Für Filterblasen im Netz dürfte dasselbe gelten wie in der Forschung von sozialen Milieus. Ein Milieu ist eine soziale Gruppe, in welcher die Teilnehmer verstärkt miteinander in Kontakt treten. Sie wirken aufeinander, bestärken sich gegenseitig in ihrer Meinung und haben daher ähnliche Meinungen und Vorlieben. Dies ist kein neues Konzept, sondern Teil der Sozialforschung seit Mitte des vergangenen Jahrhunderts. Die Umschlagsgeschwindigkeit der gegenseitigen Beeinflussung nimmt durch das Internet und die sozialen Medien allerdings extrem zu.

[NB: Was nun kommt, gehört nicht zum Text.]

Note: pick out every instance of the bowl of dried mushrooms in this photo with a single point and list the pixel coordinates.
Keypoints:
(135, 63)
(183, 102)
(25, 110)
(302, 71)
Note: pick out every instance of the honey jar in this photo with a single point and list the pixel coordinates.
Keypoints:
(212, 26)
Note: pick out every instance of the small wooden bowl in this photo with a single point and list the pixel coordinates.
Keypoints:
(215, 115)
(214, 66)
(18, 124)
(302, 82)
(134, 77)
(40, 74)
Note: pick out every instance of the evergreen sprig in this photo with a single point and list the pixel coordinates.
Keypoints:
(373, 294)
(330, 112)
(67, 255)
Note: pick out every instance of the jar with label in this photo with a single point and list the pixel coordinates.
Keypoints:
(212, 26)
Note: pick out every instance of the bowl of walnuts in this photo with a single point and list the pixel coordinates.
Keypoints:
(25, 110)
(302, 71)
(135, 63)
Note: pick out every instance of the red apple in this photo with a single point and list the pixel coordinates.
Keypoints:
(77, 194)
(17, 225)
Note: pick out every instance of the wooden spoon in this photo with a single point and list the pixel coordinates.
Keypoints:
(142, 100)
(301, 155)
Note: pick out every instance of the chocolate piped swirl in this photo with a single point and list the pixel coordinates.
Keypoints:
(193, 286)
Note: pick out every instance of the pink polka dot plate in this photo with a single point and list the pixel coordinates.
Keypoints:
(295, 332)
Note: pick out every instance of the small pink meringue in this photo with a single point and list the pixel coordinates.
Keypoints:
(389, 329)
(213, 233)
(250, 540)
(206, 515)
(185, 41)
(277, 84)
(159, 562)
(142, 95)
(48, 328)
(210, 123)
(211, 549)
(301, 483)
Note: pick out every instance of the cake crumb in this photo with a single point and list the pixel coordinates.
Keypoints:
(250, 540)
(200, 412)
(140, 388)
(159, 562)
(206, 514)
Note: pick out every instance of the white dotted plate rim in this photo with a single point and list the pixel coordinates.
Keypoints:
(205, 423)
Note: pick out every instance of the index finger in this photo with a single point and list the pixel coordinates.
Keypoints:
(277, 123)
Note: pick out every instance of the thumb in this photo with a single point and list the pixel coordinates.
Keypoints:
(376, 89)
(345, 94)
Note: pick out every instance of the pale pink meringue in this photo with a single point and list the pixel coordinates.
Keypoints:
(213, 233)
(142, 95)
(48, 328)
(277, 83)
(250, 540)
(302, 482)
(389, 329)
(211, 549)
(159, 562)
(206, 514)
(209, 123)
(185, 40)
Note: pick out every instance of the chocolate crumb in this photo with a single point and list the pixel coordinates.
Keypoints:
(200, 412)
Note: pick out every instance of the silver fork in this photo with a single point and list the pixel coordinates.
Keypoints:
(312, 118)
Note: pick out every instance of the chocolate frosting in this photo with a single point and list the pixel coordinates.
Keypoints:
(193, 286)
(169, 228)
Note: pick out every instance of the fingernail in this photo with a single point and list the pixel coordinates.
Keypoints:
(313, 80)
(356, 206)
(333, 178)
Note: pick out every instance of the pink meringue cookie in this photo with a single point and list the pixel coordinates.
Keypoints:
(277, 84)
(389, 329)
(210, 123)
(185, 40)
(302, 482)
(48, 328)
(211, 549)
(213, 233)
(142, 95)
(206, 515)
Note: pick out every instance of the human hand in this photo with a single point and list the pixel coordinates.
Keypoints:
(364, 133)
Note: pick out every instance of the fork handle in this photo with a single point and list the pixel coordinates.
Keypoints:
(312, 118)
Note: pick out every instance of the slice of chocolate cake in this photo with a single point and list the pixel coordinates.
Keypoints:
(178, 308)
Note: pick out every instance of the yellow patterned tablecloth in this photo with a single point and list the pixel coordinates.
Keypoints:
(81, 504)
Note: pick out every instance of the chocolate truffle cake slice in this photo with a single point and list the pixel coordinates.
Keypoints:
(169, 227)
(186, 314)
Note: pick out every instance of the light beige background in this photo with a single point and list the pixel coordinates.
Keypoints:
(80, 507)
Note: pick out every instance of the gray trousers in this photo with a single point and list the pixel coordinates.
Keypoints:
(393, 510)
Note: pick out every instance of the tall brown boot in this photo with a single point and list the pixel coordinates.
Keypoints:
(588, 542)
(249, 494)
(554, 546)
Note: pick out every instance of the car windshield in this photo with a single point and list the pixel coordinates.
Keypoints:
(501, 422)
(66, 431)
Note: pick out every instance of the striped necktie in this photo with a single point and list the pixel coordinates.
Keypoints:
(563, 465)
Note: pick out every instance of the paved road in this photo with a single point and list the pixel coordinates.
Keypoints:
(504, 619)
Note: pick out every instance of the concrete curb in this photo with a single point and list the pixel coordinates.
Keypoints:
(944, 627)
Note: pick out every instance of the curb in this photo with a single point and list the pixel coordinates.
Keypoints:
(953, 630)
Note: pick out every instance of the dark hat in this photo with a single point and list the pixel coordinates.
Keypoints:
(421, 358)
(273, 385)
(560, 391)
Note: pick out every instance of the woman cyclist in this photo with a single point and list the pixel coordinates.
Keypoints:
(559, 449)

Man muß sich im öffentlichen Diskurs also schon entscheiden, entweder Leute leben in einer Filterblase, erfahren recht wenig von anderen Meinungen, sind dafür aber unempfänglich für Propaganda. Oder sie informieren sich umfassend auf einem Marktplatz der Ideen und Meinungen. Daran kann ich per se nichts Schlechtes erkennen. Beides wird als schlecht bewertet, wenn es einer bestimmten Meinung nicht entspricht.

Fazit

Jeder nutzt die sozialen Medien, aber nur die Verlierer regen sich darüber auf. Wer ist der Verlierer? Es sind etablierte Medien: das Fernsehen und Zeitungen, die feststellen müssen, daß ihr Publikum jeden Tag kleiner wird und die Auseinandersetzung um die Deutungshoheit des öffentlichen Diskurses sich sehr auf neue Medien im Internet verschoben hat. Dort wird mit anderen Mitteln geworben und „gekämpft“, ich halte das nicht für verwerflich.